Throughout this process, all project actions are consistently monitored, enforced, and reported to stakeholders through Mercury dashboards. Project status can be viewed in any number of ways, depending on the requirements and interests of each executive team member. Major projects with multiple independent components are typically termed “programs,” with individual components managed as projects within the program. Each project in a program is managed independently, but tied to the overall program schedule, with all data in the projects automatically rolled up into a single program view.
A typical project dashboard format (see Exhibit H) would include summary information such as business sponsor, project manager, start and end dates, and budget, as well as completion status and detailed performance-to-date against schedule and budget. These dashboards offer drill-down access to more detailed information in each category by clicking on the item of interest.
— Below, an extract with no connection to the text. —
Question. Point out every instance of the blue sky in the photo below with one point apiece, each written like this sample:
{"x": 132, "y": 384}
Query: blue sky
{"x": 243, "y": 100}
Xcel Energy uses a measure called “project health” to give a snapshot view of each project’s status (Exhibits I and J). Seven key indicators of project health have been identified that are measured against the plan baseline including budget expended to date, budget expected at completion, milestones achieved to date, tasks completed to date, labor hours expended to date, labor hours expected at completion, and project issues. Using this data, project status is distilled into traffic signal (red—yellow—green) displays to instantly alert executives to the relative health of each project. A 10% variance (over or under) on any of the metrics automatically turns the project yellow; a 15% variance turns it red. Similarly, missing a deadline to submit project status reports immediately turns the project red. The use of agreed-upon metrics to measure project health has replaced a variety of subjective measures used by individual project managers, which made truly objective comparisons impossible.